Showing posts tagged violence

(Sorry I couldn’t find bigger photos, click them to make them bigger though)

Rebecca Belmore, Vigil, 2002 (stills from a video of the performance)

Mourning/remembrance/healing performance.

This was a direct reference to the Pickton murders (murders of Indiginous women in Vancouver), which made it a public ritual with political end. The features of the performance were: scrubbing the streets, her arms covered with names of missing women, ripping a flower through her teeth, nailing her dress to a telephone pole and tearing out of it until she was left in her underwear (as recreation of dehumanization process and sexual violence inflicted upon them), and spoke the women’s names.
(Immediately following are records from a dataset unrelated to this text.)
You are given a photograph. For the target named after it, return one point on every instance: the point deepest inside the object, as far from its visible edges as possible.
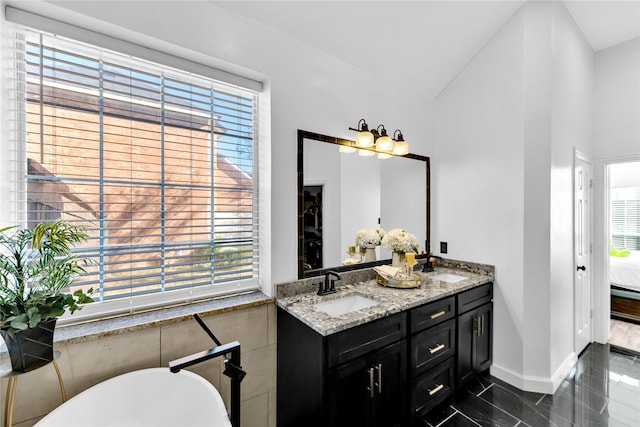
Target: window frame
(262, 166)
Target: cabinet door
(474, 343)
(482, 354)
(369, 391)
(390, 367)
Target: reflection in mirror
(339, 194)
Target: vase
(397, 259)
(369, 254)
(30, 348)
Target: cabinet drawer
(357, 341)
(475, 298)
(431, 314)
(432, 346)
(432, 388)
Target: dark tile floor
(603, 389)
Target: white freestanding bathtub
(148, 397)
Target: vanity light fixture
(364, 138)
(401, 147)
(369, 142)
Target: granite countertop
(390, 300)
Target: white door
(582, 244)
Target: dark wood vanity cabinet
(353, 377)
(475, 318)
(389, 372)
(433, 348)
(369, 390)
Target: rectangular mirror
(340, 193)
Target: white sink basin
(448, 277)
(346, 304)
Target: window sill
(93, 330)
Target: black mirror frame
(302, 135)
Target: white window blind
(159, 165)
(625, 218)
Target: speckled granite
(471, 267)
(95, 329)
(301, 305)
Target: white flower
(398, 240)
(369, 237)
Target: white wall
(309, 90)
(617, 101)
(478, 173)
(616, 132)
(506, 128)
(572, 116)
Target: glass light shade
(346, 149)
(384, 144)
(364, 139)
(366, 153)
(400, 148)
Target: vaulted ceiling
(429, 41)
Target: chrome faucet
(329, 286)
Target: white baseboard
(532, 383)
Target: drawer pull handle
(435, 390)
(379, 383)
(371, 383)
(436, 348)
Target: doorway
(623, 203)
(582, 252)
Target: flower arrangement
(399, 241)
(369, 237)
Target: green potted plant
(36, 267)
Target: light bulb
(384, 144)
(364, 139)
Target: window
(159, 165)
(625, 218)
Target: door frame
(578, 156)
(602, 323)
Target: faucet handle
(320, 288)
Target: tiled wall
(87, 363)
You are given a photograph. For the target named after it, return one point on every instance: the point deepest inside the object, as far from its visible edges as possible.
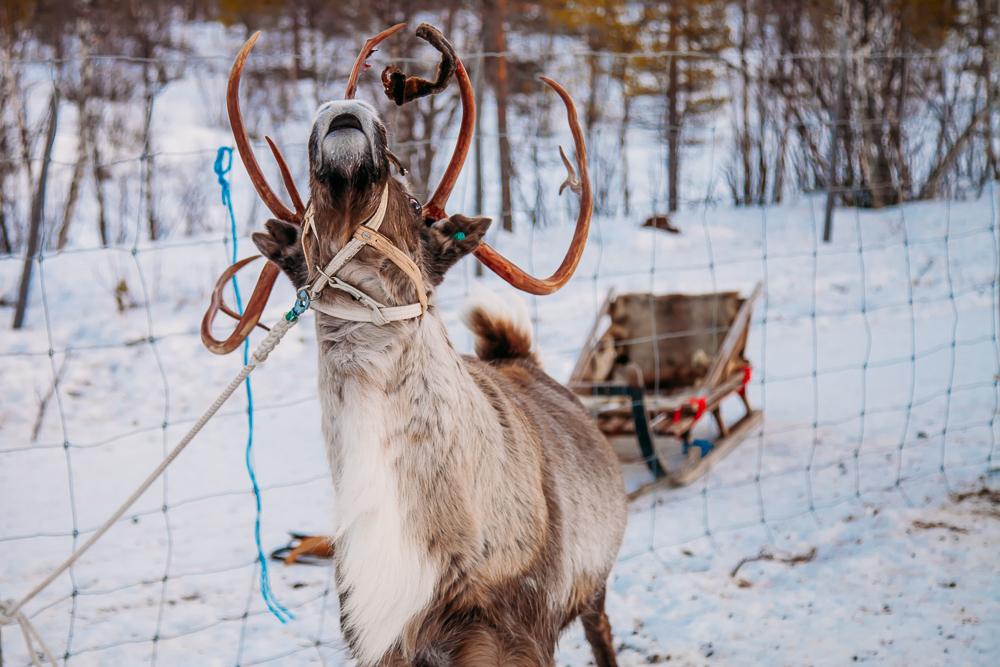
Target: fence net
(875, 363)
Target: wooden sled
(653, 366)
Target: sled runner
(653, 366)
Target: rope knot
(7, 616)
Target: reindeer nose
(344, 121)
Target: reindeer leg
(597, 627)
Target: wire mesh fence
(876, 364)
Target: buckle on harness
(378, 318)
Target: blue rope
(223, 164)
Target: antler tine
(509, 271)
(252, 313)
(243, 141)
(361, 62)
(434, 208)
(286, 177)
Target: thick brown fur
(479, 508)
(497, 337)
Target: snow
(876, 364)
(821, 475)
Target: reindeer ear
(447, 241)
(280, 244)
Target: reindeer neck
(389, 397)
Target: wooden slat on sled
(653, 366)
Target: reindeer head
(350, 176)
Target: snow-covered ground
(876, 366)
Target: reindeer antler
(265, 283)
(361, 62)
(434, 209)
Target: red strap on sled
(700, 405)
(747, 374)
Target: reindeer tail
(501, 327)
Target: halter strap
(366, 309)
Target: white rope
(11, 613)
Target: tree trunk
(37, 212)
(478, 140)
(147, 154)
(78, 168)
(501, 86)
(744, 132)
(6, 245)
(673, 126)
(623, 151)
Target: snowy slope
(892, 398)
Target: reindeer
(478, 508)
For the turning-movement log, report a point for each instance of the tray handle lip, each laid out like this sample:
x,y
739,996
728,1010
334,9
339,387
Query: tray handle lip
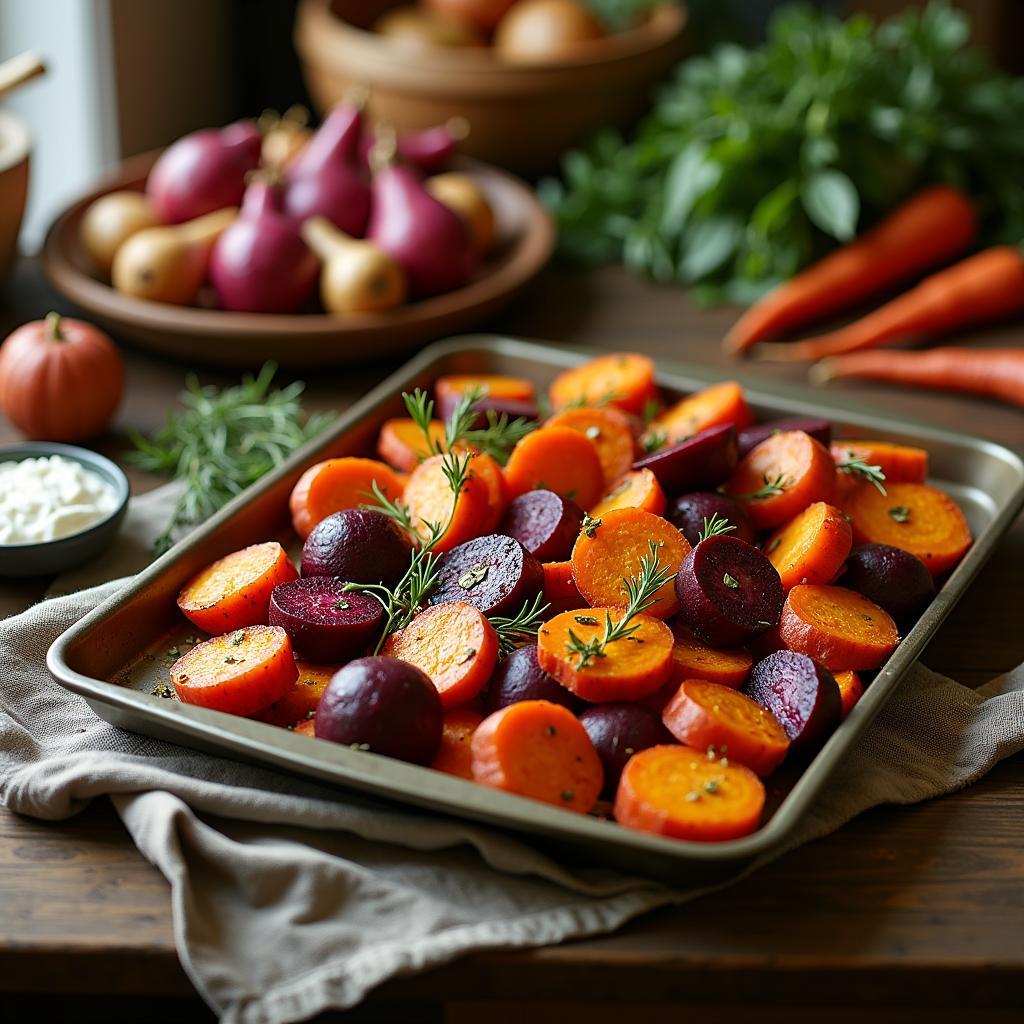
x,y
778,828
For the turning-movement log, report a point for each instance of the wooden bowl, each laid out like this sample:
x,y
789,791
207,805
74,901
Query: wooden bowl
x,y
15,145
525,241
523,116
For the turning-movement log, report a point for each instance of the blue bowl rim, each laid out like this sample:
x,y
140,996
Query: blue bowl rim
x,y
19,451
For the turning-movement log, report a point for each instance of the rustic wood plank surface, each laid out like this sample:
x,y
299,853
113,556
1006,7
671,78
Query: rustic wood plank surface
x,y
907,907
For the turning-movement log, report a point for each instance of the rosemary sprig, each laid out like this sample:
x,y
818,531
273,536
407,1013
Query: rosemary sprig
x,y
715,526
521,628
854,465
641,591
222,440
773,485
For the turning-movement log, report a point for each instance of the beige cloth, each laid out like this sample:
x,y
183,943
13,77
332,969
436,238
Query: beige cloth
x,y
290,897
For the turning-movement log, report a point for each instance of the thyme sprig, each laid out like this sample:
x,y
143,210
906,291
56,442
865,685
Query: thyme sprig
x,y
222,440
854,465
520,629
641,591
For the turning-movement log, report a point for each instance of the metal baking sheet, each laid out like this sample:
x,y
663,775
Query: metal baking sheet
x,y
117,654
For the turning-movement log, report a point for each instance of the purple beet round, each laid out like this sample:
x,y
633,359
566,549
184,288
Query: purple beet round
x,y
325,623
696,464
620,730
519,677
689,511
494,573
801,693
728,591
545,523
358,545
751,437
384,706
893,579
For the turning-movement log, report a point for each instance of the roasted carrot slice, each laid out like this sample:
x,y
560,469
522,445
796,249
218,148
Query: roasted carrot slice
x,y
713,407
837,627
455,756
851,689
624,380
611,432
781,476
632,668
637,489
608,552
429,500
912,516
556,459
301,701
560,591
454,644
240,673
402,445
676,792
692,659
235,591
539,750
811,547
709,717
338,483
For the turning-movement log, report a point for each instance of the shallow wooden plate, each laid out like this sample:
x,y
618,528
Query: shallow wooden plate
x,y
525,241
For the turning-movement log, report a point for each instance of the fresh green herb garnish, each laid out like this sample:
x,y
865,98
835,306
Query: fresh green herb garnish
x,y
222,440
640,591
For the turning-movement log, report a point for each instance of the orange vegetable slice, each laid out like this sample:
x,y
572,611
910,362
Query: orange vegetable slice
x,y
235,591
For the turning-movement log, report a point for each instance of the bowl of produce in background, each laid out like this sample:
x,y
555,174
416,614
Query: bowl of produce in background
x,y
531,85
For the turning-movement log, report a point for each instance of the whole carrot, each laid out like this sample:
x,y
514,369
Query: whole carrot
x,y
929,229
985,287
996,373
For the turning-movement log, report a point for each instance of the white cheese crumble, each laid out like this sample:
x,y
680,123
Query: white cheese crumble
x,y
49,498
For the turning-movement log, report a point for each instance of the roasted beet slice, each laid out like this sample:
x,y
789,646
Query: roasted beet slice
x,y
359,545
801,693
728,591
519,677
384,706
890,577
545,523
325,623
706,460
689,511
751,437
495,573
620,730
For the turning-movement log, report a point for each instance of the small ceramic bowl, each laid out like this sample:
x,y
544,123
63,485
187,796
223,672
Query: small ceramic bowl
x,y
49,557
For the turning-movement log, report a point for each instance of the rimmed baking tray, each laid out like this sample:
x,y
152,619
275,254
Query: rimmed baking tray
x,y
118,653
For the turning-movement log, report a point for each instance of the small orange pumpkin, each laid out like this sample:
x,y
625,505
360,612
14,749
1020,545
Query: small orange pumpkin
x,y
60,379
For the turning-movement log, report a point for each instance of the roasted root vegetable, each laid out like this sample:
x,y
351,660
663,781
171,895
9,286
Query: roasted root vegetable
x,y
242,672
680,793
336,484
929,229
539,750
708,717
912,516
840,629
236,590
811,547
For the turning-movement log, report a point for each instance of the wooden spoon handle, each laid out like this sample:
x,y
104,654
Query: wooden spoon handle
x,y
19,70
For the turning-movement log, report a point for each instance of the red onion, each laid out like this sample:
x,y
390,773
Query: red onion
x,y
428,240
204,171
260,263
325,178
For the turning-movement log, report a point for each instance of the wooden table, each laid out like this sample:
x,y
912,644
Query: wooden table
x,y
910,911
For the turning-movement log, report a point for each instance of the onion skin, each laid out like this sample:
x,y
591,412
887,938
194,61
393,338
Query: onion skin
x,y
204,171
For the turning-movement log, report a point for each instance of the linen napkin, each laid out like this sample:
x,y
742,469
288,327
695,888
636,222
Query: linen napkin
x,y
290,897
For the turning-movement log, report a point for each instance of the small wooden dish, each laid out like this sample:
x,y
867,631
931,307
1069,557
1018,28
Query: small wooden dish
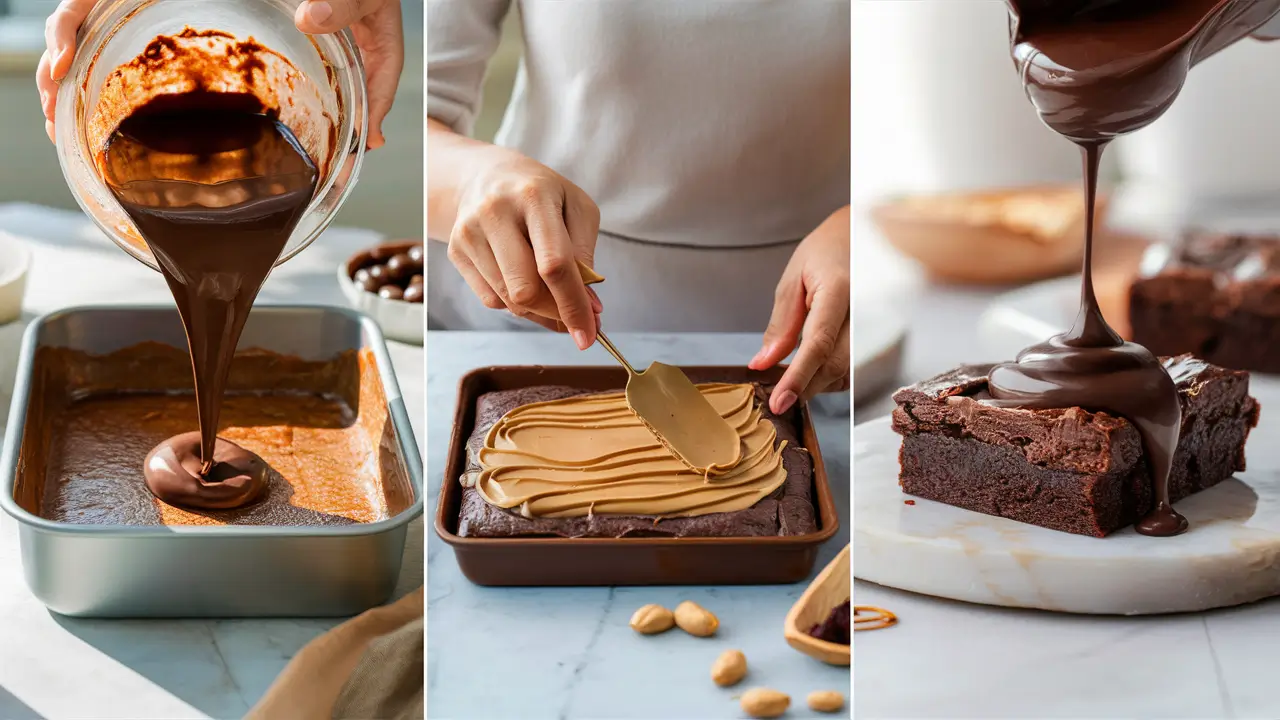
x,y
997,237
828,589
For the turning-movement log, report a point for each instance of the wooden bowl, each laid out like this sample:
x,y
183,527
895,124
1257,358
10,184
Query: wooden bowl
x,y
828,589
997,237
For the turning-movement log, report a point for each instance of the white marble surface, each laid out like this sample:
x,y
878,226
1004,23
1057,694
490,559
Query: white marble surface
x,y
947,659
497,654
1229,555
53,666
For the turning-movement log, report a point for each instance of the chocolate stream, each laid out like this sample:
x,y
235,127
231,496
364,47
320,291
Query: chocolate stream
x,y
215,185
1096,69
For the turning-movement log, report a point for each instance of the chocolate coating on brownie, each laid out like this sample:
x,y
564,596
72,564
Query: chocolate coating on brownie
x,y
787,511
1216,296
1068,469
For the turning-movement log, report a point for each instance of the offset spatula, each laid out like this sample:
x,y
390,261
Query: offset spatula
x,y
673,410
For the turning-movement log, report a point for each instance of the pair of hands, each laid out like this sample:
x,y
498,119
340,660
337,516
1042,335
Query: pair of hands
x,y
521,227
376,24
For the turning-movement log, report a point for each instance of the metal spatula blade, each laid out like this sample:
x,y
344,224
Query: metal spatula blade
x,y
679,415
673,410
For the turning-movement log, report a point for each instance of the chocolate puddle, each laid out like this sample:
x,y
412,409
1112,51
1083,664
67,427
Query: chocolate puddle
x,y
1096,69
215,185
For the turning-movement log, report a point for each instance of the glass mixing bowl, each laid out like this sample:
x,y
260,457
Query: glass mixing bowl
x,y
318,83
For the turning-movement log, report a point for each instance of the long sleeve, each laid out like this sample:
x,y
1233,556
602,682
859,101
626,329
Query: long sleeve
x,y
462,36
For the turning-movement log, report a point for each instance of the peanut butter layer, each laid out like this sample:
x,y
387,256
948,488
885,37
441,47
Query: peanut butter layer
x,y
321,427
589,455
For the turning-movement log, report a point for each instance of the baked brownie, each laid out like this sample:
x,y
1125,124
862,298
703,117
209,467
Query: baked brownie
x,y
787,511
1070,469
1216,296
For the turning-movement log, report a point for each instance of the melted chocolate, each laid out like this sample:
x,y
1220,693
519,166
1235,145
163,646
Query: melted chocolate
x,y
835,628
215,186
176,473
1096,69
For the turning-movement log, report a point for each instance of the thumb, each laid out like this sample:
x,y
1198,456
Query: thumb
x,y
785,324
583,222
321,17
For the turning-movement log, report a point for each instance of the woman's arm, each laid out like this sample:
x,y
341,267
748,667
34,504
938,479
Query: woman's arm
x,y
810,306
515,228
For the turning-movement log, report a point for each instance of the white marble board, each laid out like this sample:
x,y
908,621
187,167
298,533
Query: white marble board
x,y
1229,556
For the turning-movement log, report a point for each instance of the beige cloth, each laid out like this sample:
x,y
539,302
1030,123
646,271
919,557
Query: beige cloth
x,y
370,668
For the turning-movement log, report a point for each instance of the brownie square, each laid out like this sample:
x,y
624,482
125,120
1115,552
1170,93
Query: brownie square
x,y
1065,469
787,511
1215,296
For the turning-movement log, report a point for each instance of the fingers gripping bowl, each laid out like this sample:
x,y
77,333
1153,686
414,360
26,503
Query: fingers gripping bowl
x,y
315,83
304,555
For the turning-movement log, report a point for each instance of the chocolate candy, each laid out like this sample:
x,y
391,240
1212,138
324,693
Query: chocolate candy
x,y
401,267
392,272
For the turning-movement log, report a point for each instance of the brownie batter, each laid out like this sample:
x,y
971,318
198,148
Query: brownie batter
x,y
215,185
323,434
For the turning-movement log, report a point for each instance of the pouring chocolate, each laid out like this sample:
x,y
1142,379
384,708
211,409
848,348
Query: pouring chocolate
x,y
1096,69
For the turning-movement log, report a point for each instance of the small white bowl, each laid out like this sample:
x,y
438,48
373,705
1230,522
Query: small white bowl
x,y
401,320
14,265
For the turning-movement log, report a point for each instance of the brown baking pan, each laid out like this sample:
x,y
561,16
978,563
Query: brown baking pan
x,y
622,561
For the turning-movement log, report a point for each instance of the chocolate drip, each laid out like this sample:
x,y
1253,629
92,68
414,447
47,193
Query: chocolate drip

Her performance brought the women alive again and simultaneously, addressed the invisibility of their absence (they were not given enough priority in the media and in police investigative efforts because of their low status in society as Indigenous women and as sex workers). 

Marina Abramovic, Rhythm 10, 1973

In this piece, Abramovic once again explores the dynamics of pain, violence and self-destruction. In the first performance of this piece in 1973, she recorded the “rhythmic melody” of the sounds made as she plunged a knife rapidly between the fingers of her outstretched hand, changing knives each time she stabbed her hand- rather than the surface on which her hand rested- until she had used many knives.

Playing the tape back, she repeated the performance using the recording as a “score” to duplicate the same actions and injuries as the same moments. At once a feat of extraordinary concentration and a scene of repetitous self-mutilation, Rhythm 10 amplifies the way in which women sometimes engage in self-sabotage.

From foot-binding to obsessive dieting, diverse cultural energy has been dedicated to deforming women’s bodies, often with women’s own masochistic consent.

Yoko Ono, Cut Piece, 1965

 This is similar to the Marina Abramovic piece Rhythm 0 that I posted earlier, although Yoko’s performance happened 9 years before. Yoko Ono’s performance piece deals with addressing issues of gender violence by directly implicating the spectator. She was kneeling on a stage, impassive, and then the audience was invited to come and cut off pieces of her clothing.

The human body is a sign of experience and identity, and performance art reflects this. 

You can see a couple of videos of this piece at these two links:

http://www.youtube.com/watch?v=Zfe2qhI5Ix4

http://www.dailymotion.com/video/x3dsvy_yoko-ono-cut-piece_shortfilms

Marina Abramovic, Rhythm 0, 1974

This was a 6 hour performance. Laid out on a table were 72 objects the audience could manipulate in any way they wanted to upon her body. As time passed, the audience becam more and more agressive towards her and by the end she was injured and violated; her clothes taken off her body. Many of the audience members were frightened when she cut off the performance; they thought she would retaliate.

She was confronting the audience and raising their awareness about their potential for violence, particularly towards women. They placed their desires onto her passive and inert body.